The news also disclosed that the country is already discussing using Bitcoin as a legal tender – the Perm Sec Brig. Colonel Charles Wekwete confirmed this information. He also declared that the blockchain offers both positives and negatives.”
As it turns out, Zimbabwe wasn’t ready for hyperbitcoinization just yet. However, the Reuters story buried the lead. Hidden between the article’s lines was the real story.
BTC price chart for 07/06/2022 on Kraken | Source: BTC/USD on TradingView.com
US Dollar As Legal Tender?
Let’s not beat around the bush. The gold coins are cool, but a five-year dollar run is the real interesting part.
“Last week, Zimbabwe more than doubled its policy rate to 200% from 80% and outlined plans to make the U.S. dollar legal tender for the next five years to boost confidence.”

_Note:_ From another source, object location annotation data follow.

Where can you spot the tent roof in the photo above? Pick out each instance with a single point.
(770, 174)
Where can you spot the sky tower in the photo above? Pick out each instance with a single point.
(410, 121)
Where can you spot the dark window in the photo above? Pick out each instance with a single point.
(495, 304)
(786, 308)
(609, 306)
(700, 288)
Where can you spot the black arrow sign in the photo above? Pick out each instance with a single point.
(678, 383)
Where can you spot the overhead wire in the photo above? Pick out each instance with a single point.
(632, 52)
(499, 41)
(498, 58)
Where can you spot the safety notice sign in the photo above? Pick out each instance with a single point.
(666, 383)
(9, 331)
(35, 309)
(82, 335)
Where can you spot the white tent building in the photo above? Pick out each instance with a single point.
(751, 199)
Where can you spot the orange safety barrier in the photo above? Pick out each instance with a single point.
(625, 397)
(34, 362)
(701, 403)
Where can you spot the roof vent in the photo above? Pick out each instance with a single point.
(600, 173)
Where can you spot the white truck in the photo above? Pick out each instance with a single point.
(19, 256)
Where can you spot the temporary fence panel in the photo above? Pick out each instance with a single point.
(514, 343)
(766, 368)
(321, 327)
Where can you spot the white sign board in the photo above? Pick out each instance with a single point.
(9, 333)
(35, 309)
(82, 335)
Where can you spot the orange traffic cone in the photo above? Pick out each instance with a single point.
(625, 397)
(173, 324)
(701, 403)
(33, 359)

For those not up to date with Zimbabwe’s economic history, Reuters provides the cliff notes:
“Zimbabwe abandoned its inflation-ravaged dollar in 2009, opting instead to use foreign currencies, mostly the U.S. dollar. The government reintroduced the local currency in 2019, but it has rapidly lost value again.”
So, the country is no stranger to the U.S. dollar and it’s about to lose its local currency again. A country without a local currency, like El Salvador and the Central African Republic. That makes Zimbabwe a prime candidate for bitcoin adoption down the road. There’s no rush. It’s not clear if this was in reaction to the “Mosi-oa-tunya” coin news, but Binance’s CEO CZ recently tweeted, “Africa is primed for crypto adoption. 10-20% banked. Need financial access and inclusion. Blockchain provides that with a smart phone.”